Синан и Танечка (Карпович) - страница 2

И в этот момент наваливалась такая непроглядная тоска, что Синан позволял себе маленькую слабость. Ему было совестно, в голове зудело: «Дергаешь занятого человека, отвлекаешь от работы, не даешь спать. У нее и без тебя, старого покалеченного дурака, забот полно». Но давиться этой тоской до самого рассвета, позорно подвывать от изматывающей боли, думать о четырех своих бойцах, которые погибли в той операции, не в последнюю очередь потому, что лишились командующего, и не иметь ни малейшей надежды на избавление от мучений было выше его сил. И он, обругав себя за слюнтяйство, все же тянулся к кнопке вызова медсестры.

Он успел уже выучить даты ее ночных дежурств, составил в голове график. Даже приятно было занять чем-то изнывающий от вынужденного бездействия мозг. И Синан некоторое время вел наблюдения, мысленно заносил их в таблицу и теперь точно знал, в какую ночь придет Tanechka.

Руки у нее были самые мягкие, самые ласковые и умелые из всех работавших в больнице сестер. И пахло от них всегда какими-то цветами. Кажется, лавандой. Да, точно, этот запах напоминал ему о минутах затишья между военными операциями в горах. О полях, переливающихся на солнце всеми оттенками сиреневого. Прохладные, пахнущие цветами пальцы ложились на лоб, встревоженно вздрагивали, ощущая жар. И он видел над собой ее милое озабоченное лицо:

– Вам нехорошо, Синан-бей? Почему сразу не вызвали? Температура повысилась, сейчас я сделаю вам укол.

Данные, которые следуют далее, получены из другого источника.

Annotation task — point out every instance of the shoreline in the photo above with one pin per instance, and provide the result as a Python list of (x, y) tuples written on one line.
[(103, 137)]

Она была красива – голубые глаза, внимательные, ласковые и всегда, даже когда улыбалась, исполненные какой-то глубокой грусти, даже горести, настолько привычной, что на нее перестаешь уже обращать внимание. Из-под белой сестринской шапочки выбивались светлые пряди. И Синан, разглядывая их, гадал, как они отливают под солнцем, золотом или серебром. И достанут ли до плеч, если Таня распустит узел на затылке. Без наколки и на открытом солнце он никогда ее не видел, Таня входила в палату всегда аккуратная, а жалюзи на окне были опущены, чтобы яркий свет не тревожил больного.

Но главная прелесть была даже не в этих бездонных глазах, не в непривычных для Турции светлых волосах, не в изящных чертах лица. И не в ее молодости – Тане было, наверное, лет тридцать пять, но сорокашестилетнему, прошедшему огонь и воду Синану она казалась совсем девчонкой. Главным было то, что в присутствии Тани ему становилось спокойно. Она входила в палату, и в мертвый кондиционированный воздух будто врывалось дуновение свежего прохладного ветра. Она заговаривала с ним, и голос ее журчал негромко, мерно и убаюкивающе, как весенний ручей. Она улыбалась ему, и Синана охватывала только в детстве испытываемая им ровная уверенность, что все будет хорошо. Что он обязательно поправится, встанет на ноги, и жизнь впереди еще длинная и непременно счастливая.